Tel grand-père, tel père ? La cause de l’Espagne républicaine fut pour le premier son graal ; le cauchemar colonial que fut la guerre d’Algérie sera une damnation pour le second. Roussel, là, n’y va pas de main morte, qui lui prête crument le recours forcé à la torture, dans une scène quasi-insoutenable. Inventé de part en part, même si son père fit partie du contingent en Algérie, le personnage y perd son âme.

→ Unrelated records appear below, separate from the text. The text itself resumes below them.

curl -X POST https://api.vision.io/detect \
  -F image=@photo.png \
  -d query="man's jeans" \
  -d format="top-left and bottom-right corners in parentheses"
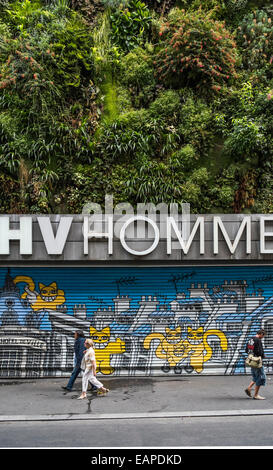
top-left (66, 365), bottom-right (82, 390)
top-left (66, 365), bottom-right (98, 390)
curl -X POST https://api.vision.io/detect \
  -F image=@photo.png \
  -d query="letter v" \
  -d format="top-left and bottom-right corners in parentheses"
top-left (37, 217), bottom-right (73, 255)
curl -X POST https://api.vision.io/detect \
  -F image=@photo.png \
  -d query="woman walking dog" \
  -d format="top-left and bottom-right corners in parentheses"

Troisième génération, contemporaine. Manuel, le narrateur, alias Marc Roussel, prend la suite de ses deux prédécesseurs familiaux, et, expiant la figure du père, réinvente à son propre usage le photojournalisme à vocation humanitaire. Ce sera chose faite au Rojava kurde, en lutte à la fois contre les Turcs et les islamistes de Daech, où notre héros photographie un chirurgien lumineux et bougon, opérant les blessés à la chaîne, qui ressemble à s’y méprendre à feu le docteur Jacques Bérès. Cofondateur de MSF. Bérès reste d’illustre mémoire dans le milieu des internationalistes dont nous sommes encore quelques-uns, blanchis sous le harnais, à perpétrer l’engeance. Roussel lui-même y figure en bonne place. Ne parlons pas de Lévy.
A ce propos, pourquoi ce titre, Mauvaise gloire ? Serait-ce un auto-procès ?
La notoriété qui s’attache – en vérité, de moins en moins aujourd’hui – aux acteurs de l’internationalisme en lutte par l’image, la médecine ou l’écrit aux côtés des peuples sous la botte, serait, selon Roussel, entachée par le souci de reconnaissance, la recherche d’une posture héroïque. « Les vrais héros sont ceux qui ne reviennent pas » écrit-il, comme si seule la mort authentifiait la grandeur de l’action. On reste quelque peu interdit devant pareil purisme. Le militant qu’il est des causes que nous sommes encore quelques-uns à partager ignore moins que personne que le tam-tam médiatique pour réveiller les consciences des nantis Occidentaux est la seule arme entre nos peu puissantes mains.
En foi de quoi, que lui et Lévy rentrent de Soumy riches en images, y compris d’eux-mêmes, et surtout qu’ils reviennent sans entrave, est mon vœu le plus cher.